Acetylcholine Receptor Antibodies CBA Screen

Serum

Live cell-based assays (CBA) are considered the most effective detection assay for antibody detection in myasthenia gravis and show excellent specificity and superior sensitivity when compared to other assay techniques. A significant proportion of MG sufferers (about 10%) do not demonstrate presence of AChR or MuSK auto-antibodies (i.e., double seronegative patients) by the standard assay techniques. Cell-based assays have demonstrated the ability to detect AChR antibodies in 16-60% of MG patients previous assessed to be seronegative, improving detection sensitivity particularly in patients with milder disease presentation and in children.

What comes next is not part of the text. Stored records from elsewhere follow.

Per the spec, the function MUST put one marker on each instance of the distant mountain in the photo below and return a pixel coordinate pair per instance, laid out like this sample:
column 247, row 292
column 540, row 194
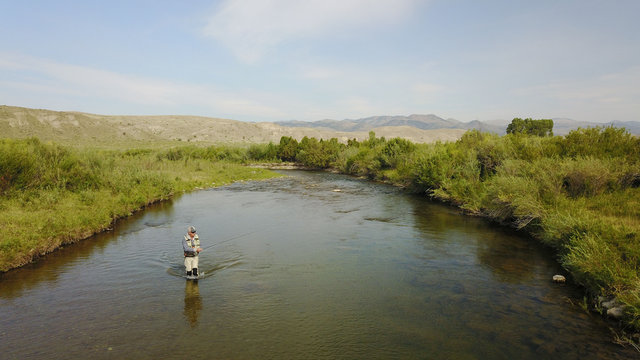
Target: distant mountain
column 424, row 122
column 561, row 126
column 114, row 130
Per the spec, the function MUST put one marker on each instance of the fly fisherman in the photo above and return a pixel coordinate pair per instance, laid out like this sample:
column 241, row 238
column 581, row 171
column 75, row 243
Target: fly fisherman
column 191, row 247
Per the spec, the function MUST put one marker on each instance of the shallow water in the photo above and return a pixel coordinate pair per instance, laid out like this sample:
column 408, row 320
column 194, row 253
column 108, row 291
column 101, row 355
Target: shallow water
column 314, row 265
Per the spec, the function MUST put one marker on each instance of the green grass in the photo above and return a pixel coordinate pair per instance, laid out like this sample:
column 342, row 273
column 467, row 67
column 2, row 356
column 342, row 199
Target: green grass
column 579, row 194
column 53, row 195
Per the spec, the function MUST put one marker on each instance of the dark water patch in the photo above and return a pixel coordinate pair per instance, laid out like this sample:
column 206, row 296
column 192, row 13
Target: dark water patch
column 294, row 269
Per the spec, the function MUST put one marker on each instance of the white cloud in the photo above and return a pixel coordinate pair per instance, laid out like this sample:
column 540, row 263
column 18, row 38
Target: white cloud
column 42, row 78
column 602, row 98
column 252, row 28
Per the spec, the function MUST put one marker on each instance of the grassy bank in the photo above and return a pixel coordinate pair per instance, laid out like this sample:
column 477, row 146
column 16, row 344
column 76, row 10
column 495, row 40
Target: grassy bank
column 579, row 194
column 51, row 195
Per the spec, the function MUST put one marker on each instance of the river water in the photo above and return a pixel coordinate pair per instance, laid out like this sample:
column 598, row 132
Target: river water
column 310, row 266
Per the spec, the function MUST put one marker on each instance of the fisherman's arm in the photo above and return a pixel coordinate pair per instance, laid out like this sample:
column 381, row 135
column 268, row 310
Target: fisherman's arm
column 187, row 248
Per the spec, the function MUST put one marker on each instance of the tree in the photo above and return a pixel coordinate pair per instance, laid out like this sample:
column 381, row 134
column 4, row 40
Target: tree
column 542, row 127
column 288, row 148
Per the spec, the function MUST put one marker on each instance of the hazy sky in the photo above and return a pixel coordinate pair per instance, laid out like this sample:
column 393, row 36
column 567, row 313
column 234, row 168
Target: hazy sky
column 270, row 60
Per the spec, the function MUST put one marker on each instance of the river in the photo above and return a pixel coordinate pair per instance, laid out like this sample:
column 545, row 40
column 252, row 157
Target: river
column 309, row 266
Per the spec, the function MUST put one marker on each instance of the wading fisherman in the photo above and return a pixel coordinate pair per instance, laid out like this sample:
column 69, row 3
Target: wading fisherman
column 191, row 247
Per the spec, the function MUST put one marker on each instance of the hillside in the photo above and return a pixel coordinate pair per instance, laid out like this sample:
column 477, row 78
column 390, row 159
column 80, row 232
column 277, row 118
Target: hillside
column 562, row 126
column 84, row 128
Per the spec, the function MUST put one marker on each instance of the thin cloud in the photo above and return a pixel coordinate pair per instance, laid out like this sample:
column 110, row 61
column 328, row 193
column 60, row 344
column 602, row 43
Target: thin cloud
column 56, row 79
column 252, row 28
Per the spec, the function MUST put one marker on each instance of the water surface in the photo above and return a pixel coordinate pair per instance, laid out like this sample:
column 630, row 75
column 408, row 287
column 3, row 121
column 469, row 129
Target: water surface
column 311, row 266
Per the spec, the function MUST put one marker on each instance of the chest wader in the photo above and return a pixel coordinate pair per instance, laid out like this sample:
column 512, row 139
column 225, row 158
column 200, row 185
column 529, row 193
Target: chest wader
column 194, row 244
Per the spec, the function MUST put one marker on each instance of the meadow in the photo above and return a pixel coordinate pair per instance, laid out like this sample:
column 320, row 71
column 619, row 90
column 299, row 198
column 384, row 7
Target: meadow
column 51, row 195
column 578, row 194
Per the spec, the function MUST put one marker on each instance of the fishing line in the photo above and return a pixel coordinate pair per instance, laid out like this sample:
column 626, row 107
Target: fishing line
column 231, row 239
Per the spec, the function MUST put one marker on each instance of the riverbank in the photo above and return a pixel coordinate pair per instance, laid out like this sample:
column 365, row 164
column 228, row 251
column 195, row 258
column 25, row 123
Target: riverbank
column 578, row 194
column 54, row 195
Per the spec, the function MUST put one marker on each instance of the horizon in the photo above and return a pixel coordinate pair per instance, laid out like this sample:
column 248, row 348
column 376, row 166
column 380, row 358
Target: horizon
column 283, row 60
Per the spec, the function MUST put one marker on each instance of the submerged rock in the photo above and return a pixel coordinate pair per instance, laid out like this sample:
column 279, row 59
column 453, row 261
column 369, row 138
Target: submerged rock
column 616, row 312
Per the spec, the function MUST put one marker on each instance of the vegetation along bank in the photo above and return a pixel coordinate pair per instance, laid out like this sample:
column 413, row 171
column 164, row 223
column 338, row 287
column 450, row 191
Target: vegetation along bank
column 579, row 193
column 51, row 195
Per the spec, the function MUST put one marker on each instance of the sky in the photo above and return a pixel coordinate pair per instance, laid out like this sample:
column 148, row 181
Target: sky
column 276, row 60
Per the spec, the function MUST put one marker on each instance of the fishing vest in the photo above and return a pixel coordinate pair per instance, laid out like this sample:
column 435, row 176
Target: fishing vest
column 195, row 243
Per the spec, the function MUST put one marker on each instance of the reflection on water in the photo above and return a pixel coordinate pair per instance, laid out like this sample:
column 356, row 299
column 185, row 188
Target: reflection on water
column 295, row 269
column 192, row 302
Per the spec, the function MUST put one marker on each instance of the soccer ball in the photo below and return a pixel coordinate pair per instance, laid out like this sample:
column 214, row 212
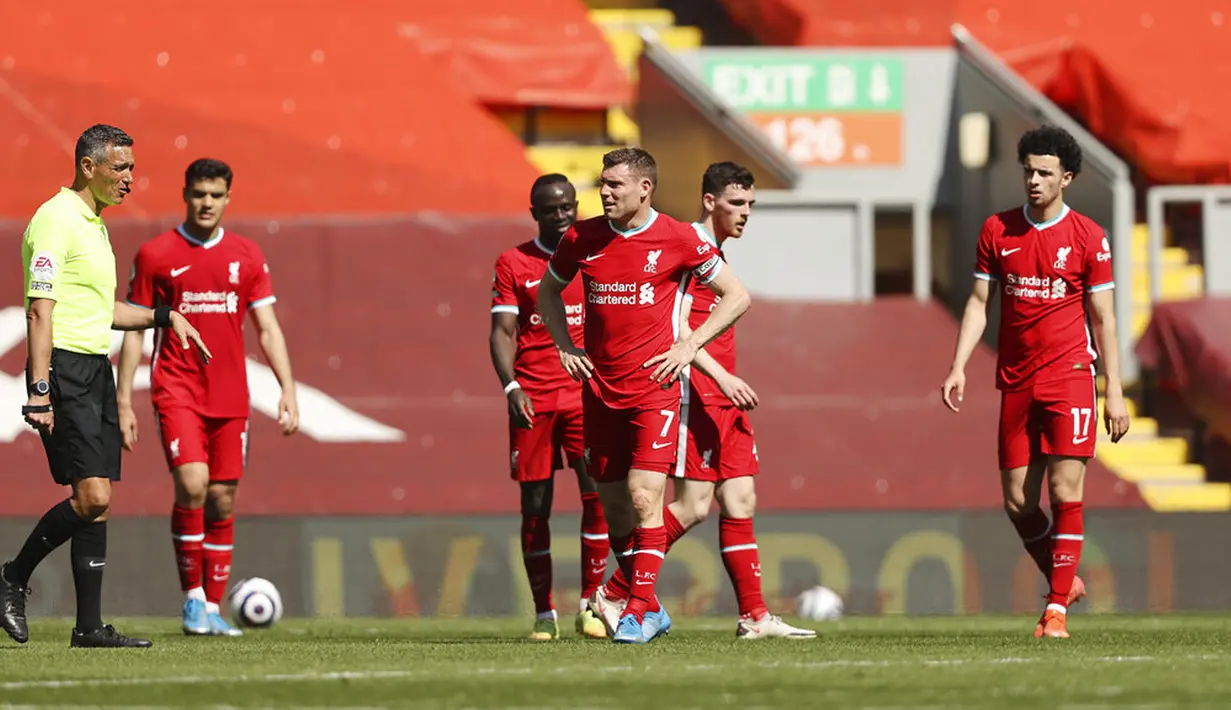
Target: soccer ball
column 819, row 604
column 255, row 603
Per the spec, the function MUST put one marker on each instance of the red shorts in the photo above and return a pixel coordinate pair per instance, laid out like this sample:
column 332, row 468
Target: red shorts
column 720, row 446
column 190, row 438
column 618, row 441
column 534, row 454
column 1058, row 417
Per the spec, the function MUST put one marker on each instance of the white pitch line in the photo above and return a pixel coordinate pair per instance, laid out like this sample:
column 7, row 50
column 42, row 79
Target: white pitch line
column 528, row 671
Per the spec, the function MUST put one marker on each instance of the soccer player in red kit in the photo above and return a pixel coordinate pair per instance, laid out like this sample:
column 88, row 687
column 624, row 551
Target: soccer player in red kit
column 1053, row 268
column 214, row 278
column 635, row 265
column 544, row 406
column 720, row 453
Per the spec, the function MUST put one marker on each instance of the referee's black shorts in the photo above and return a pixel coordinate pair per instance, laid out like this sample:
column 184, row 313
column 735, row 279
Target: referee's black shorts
column 85, row 441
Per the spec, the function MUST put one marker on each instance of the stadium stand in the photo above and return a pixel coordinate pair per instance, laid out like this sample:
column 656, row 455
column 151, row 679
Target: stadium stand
column 345, row 132
column 1099, row 65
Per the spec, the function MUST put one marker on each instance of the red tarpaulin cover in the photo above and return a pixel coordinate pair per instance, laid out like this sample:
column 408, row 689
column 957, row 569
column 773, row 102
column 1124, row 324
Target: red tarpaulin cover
column 328, row 111
column 1189, row 345
column 1144, row 75
column 545, row 52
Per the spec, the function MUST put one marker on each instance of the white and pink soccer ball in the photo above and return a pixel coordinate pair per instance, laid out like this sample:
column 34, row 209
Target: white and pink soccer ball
column 255, row 603
column 819, row 604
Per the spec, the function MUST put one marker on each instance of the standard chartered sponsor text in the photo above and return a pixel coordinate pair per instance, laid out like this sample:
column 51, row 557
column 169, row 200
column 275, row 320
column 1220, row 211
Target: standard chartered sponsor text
column 617, row 293
column 1032, row 287
column 208, row 302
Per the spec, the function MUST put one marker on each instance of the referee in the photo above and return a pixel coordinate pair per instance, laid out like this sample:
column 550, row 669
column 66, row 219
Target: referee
column 70, row 311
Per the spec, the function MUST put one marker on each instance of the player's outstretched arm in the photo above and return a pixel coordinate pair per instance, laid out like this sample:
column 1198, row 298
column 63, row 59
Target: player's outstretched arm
column 734, row 300
column 550, row 304
column 974, row 321
column 126, row 370
column 735, row 389
column 127, row 316
column 38, row 356
column 273, row 345
column 1115, row 412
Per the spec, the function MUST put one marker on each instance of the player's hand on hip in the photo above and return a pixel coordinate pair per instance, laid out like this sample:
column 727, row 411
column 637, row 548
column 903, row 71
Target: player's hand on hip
column 953, row 389
column 672, row 362
column 41, row 421
column 288, row 414
column 128, row 427
column 1115, row 416
column 521, row 409
column 188, row 336
column 576, row 363
column 739, row 391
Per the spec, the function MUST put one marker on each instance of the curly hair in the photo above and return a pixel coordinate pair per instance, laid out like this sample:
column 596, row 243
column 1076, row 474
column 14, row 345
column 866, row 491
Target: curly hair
column 1051, row 140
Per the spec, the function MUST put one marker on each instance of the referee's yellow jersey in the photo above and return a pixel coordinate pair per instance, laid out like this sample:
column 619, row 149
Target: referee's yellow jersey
column 67, row 257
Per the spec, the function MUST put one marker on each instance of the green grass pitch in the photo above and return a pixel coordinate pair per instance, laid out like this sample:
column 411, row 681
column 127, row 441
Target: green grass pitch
column 1173, row 661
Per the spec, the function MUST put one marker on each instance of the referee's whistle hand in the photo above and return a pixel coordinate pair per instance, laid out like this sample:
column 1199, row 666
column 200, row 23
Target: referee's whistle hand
column 188, row 336
column 41, row 421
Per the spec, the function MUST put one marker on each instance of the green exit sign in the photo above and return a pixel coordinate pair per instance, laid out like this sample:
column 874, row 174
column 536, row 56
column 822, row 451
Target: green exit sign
column 790, row 83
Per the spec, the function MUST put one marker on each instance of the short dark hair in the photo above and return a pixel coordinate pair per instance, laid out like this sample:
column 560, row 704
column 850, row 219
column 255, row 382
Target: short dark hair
column 207, row 169
column 719, row 175
column 548, row 180
column 1051, row 140
column 95, row 140
column 639, row 161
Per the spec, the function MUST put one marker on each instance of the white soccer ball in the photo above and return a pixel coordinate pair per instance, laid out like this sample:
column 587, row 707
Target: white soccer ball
column 819, row 604
column 255, row 603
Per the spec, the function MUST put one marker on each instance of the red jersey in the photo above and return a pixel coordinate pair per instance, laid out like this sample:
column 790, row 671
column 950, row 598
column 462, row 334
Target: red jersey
column 515, row 289
column 721, row 348
column 634, row 282
column 213, row 284
column 1044, row 273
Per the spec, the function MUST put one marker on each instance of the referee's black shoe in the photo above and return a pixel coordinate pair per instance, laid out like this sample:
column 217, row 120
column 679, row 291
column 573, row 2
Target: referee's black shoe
column 106, row 638
column 12, row 607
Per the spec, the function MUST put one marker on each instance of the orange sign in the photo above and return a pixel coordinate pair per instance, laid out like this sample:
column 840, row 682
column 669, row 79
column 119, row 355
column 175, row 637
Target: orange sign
column 820, row 138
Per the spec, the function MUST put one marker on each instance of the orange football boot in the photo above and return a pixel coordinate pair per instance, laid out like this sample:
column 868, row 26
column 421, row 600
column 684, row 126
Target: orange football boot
column 1051, row 625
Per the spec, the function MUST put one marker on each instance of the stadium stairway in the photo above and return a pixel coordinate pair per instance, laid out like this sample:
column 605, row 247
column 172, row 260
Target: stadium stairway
column 1158, row 465
column 622, row 26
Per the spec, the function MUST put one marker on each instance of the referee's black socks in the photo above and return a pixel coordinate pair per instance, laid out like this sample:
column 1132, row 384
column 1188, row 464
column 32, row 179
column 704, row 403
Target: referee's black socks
column 53, row 529
column 89, row 560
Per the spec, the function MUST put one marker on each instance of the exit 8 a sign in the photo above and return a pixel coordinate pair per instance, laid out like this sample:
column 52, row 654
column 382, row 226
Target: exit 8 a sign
column 817, row 110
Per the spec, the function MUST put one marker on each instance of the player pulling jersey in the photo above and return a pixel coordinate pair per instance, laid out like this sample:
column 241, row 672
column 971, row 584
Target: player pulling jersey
column 1045, row 364
column 633, row 283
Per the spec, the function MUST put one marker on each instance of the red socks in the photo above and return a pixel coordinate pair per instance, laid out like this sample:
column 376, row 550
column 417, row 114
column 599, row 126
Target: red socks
column 740, row 556
column 1034, row 530
column 187, row 534
column 595, row 544
column 650, row 550
column 1065, row 551
column 617, row 587
column 218, row 546
column 537, row 558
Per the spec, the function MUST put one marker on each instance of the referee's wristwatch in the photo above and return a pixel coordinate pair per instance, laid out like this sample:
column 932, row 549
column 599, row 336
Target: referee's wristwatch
column 38, row 389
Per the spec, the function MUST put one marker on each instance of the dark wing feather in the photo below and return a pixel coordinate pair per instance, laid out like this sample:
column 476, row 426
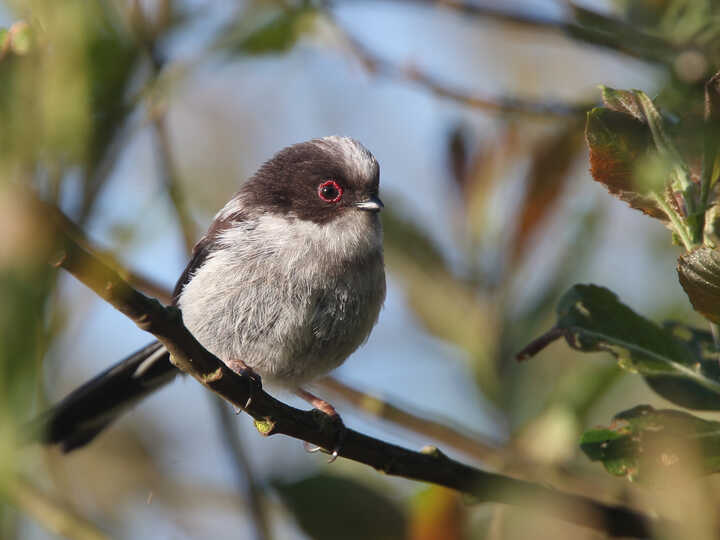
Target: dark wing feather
column 203, row 249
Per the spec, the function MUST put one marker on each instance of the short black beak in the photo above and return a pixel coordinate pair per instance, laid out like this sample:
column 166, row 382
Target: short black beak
column 373, row 204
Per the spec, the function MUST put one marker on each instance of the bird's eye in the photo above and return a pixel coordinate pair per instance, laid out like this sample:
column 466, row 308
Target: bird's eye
column 330, row 191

Myasthenia gravis (MG) is an autoimmune disorder that leads to weakness and diminished control over voluntary muscles. It results from reduced signaling in the neuromuscular junction (NMJ) that connects nerves to muscle fibers. Typically, the areas of reduced functioning are the muscles of the eyes, face, and throat. There are three types of acquired MG: ocular (OMG), bulbar predominant (BMG), and generalized (GMG).
In MG, the body produces antibodies (Ab) that bind with receptors in the NMJ, blocking or destroying them, thereby preventing chemical signaling from the brain to the muscles.
The majority of cases (about 85%) of MG are caused by autoantibodies targeting the acetylcholine receptors (AChR). Approximately 6% of cases are caused by autoantibodies targeting the extracellular domain of muscle specific tyrosine-kinase (MuSK) receptors. Amongst the approximately 15% of cases of MG that are found to be AChR Ab-negative, however, MuSK Abs have been reported in patients with frequencies ranging from 0 – 64%, depending on ethnic group and geographic location.
The remaining cases are considered double-seronegative MG, as the patients sera appears negative for both AChR and MuSK antibodies. These cases can be caused by autoantibodies to a variety of other proteins, including but not limited to lipoprotein-related protein 4 (LRP4), agrin, and cortactin.